If you thought the average rents for a one bedroom in OC in 2005 were $1500-2000, you may have upper quartile tastes. Either you were eyeballing that number based on where and what you were looking at (i.e. above average location or amenities), or you were looking at the average of all rentals, not just one bedrooms. Average was more like 1200-1300 at that point (according to the stats it’s 1100-1200 now). I admit that’s ridiculous, but people willing to pay it are why it got ridiculous. I lived in OC from 1998-2001, before it got totally ridiculous (though I considered it overpriced at the time), and paid under $1k for a 1000 foot 2-bedroom. I lived in Little Saigon, so I could walk from my apartment to a $4 dinner, and my 22 mile commute to Compton on the 22/405 took about 30 minutes..(if I came home at the same time as everyone else that took 40 minutes). I considered moving to Compton, but I had an aunt and friends in Westminster, and then, as now, I spent 2-4 days a week out of the office (typically in Montebello, Rosemead, Irwindale, or Monrovia back then). In 2005 my brother’s sister-in-law and her husband were paying $1600 for a nice 2 bedroom in an upscale (by my lights) complex in Irvine. I thought that was insane, but she definitely has yuppie tendencies and I’ve been rightly accused of being cheap.
On my $425/mo rent…it’s grey market, it’s a guest house (with unpermitted modifications) and the zoning doesn’t allow rental. It wasn’t listed, I found it on a bulletin board.
Most of the problems you mention have the same root; policy formed without reference to actual consequences rather than politics, and policy left unchanged due to politics.
You may or may not have been aware that the bulk of healthcare costs were already being borne by the government (Medicare, Medicaid, VA, IHS, taxfree private health benefits, etc), prior to the current reform.
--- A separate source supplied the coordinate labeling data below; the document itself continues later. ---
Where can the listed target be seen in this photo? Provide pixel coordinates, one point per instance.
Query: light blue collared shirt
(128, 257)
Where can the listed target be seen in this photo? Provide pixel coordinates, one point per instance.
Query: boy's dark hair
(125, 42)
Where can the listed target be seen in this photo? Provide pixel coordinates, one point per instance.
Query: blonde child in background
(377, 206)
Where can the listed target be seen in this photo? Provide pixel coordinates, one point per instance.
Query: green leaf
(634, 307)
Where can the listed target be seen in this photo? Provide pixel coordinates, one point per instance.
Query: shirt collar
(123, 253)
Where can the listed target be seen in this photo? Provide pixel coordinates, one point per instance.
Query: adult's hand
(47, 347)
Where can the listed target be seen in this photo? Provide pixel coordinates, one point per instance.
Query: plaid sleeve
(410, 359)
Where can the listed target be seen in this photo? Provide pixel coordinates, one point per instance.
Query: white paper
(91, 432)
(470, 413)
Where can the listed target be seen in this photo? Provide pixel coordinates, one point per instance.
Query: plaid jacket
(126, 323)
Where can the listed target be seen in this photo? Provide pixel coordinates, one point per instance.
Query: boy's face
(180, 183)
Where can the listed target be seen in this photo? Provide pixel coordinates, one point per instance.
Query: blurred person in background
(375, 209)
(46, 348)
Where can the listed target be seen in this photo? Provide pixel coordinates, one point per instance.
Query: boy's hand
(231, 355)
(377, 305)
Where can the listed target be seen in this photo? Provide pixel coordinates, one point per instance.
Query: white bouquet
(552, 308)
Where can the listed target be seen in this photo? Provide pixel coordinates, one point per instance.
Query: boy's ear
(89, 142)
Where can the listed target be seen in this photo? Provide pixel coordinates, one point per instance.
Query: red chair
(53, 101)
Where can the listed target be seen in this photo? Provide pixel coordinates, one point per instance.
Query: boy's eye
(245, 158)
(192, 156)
I agree that healthcare costs are a long-run fiscal problem. I am not confident of the current reform bringing down costs, but I am confident that U.S. healthcare costs are out of line and could be reduced by about half while improving outcomes, given appropriate reforms.
We currently have about 15M unemployed. “Directed” employment (workfare) of those individuals at menial jobs which do not displace existing labor or require significant additional stimulus funding (not that such is unneeded) would cost on the order of $300B for a year. I would probably do only about 1/3rd of this to avoid messing up labor supply. So, $100B, to drop the unemployment rate to under 7%. I am confident that the work done could generate benefits in excess of $100B. I realize this is not the best stimulus from a general economic standpint but think the social benefit worth the slight expense.
Having the Highest incarceration rate in the world is largely a matter of sentencing/other policies which are out of line with most of the rest of the […]
You are confusing libertarians with conservatives. We both tout constitutionality and limiting government, so people often confuse one for the other. Libertarians are the ones who object to displaying proof of insurance when insurance is not applicable to the situation. We also don’t support the arizona immigration laws. Libertarians actually support limiting government Conservatives only support limiting government to conservative principles.